The endodontic system generally refers to the hollow part or canal inside the tooth, which is filled with tissue, nerves, veins, and blood called the “pulp”. Pulp keeps the tooth alive, allowing it to grow, mature and feel. Endodontic disease occurs when this pulp becomes inflamed, damaged or infected, most commonly from the tooth breaking or other trauma to the tooth.
The first step our practice takes is a physical examination of the mouth and tooth, followed by an anesthesia and digital dental radiographs. Radiographs will tell us the condition of the tooth; if it is broken or damaged and how severely. Although, the first line of treatment includes oral antibiotics, antibiotics alone will not clear up the problem permanently.
In the past, a damaged tooth would commonly be extracted. However, when possible, we like to save the tooth and instead perform root canal therapy. We especially want to save canine teeth in dogs and cats and the large 4th premolars of dogs.
Root canal therapy and dental radiographs, like all dental procedures, requires your pet to undergo general anesthesia. For this reason, we perform a full physical exam along with blood work to ensure that your pet is fit enough to handle general anesthesia and able to properly metabolize the medications.

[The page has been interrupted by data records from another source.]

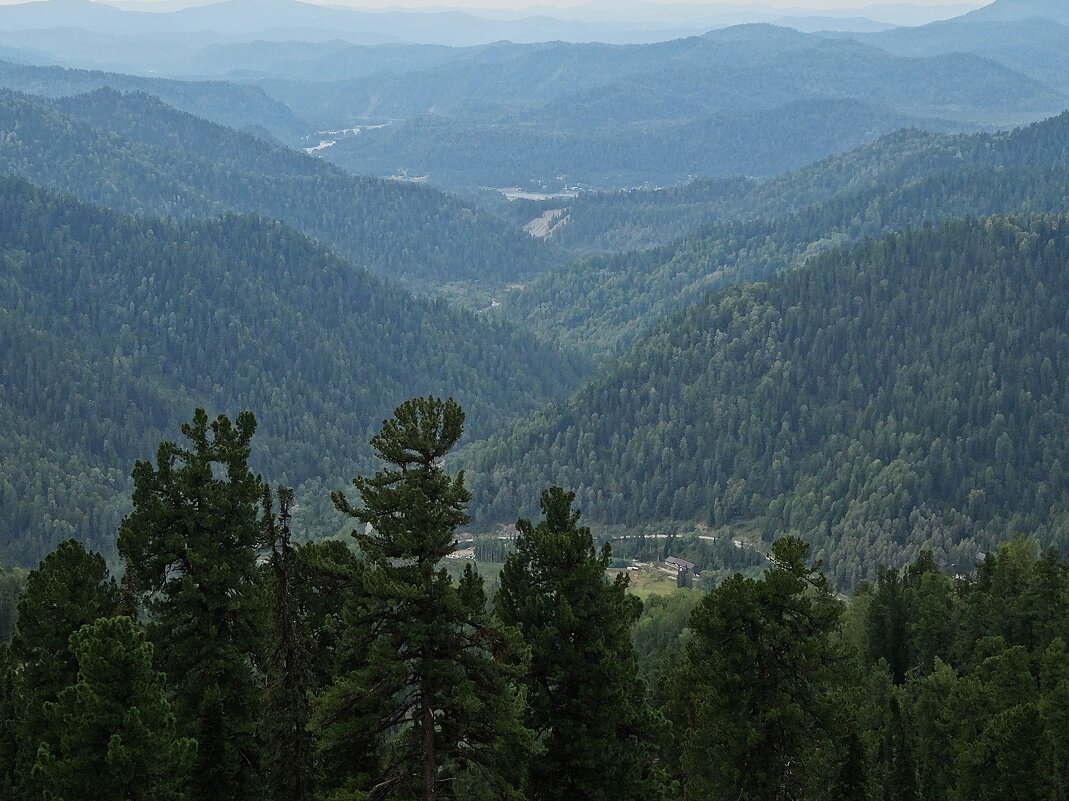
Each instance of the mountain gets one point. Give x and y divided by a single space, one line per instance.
602 304
591 153
228 104
1009 10
113 328
904 395
289 19
135 154
1033 46
556 116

Next we administer a sedative and pain medication, either by injection or intravenously to your pet. We insert an IV catheter into a peripheral vein which we then use to induce general anesthesia for your pet. We then induce anesthesia by injecting propofol, a short acting anesthetic, and place an endotracheal tube into their airway. The gas anesthesia and oxygen are then delivered through this tube to maintain anesthesia. Gas anesthesia is always used to maintain anesthesia after induction with intravenous medicine. For gas anesthesia, we offer sevoflurane. Sevoflurane allows us to adjust levels of anesthesia rapidly. Your pets blood pressure will also improve more rapidly with Sevoflurane than with other gas anesthesias and we prefer its superior safety margins.
We closely monitor your pet during the entire process keeping an eye on oxygen saturation and carbon dioxide levels in the blood along with their blood pressure, heart rate and temperature.
During root canal therapy, we first remove all of the dead and diseased pulp. We then fill the empty space with a safe and inert material and seal the tooth with a restoration or crown. After the procedure, we take another X-ray to be sure that the entire canal is filled properly.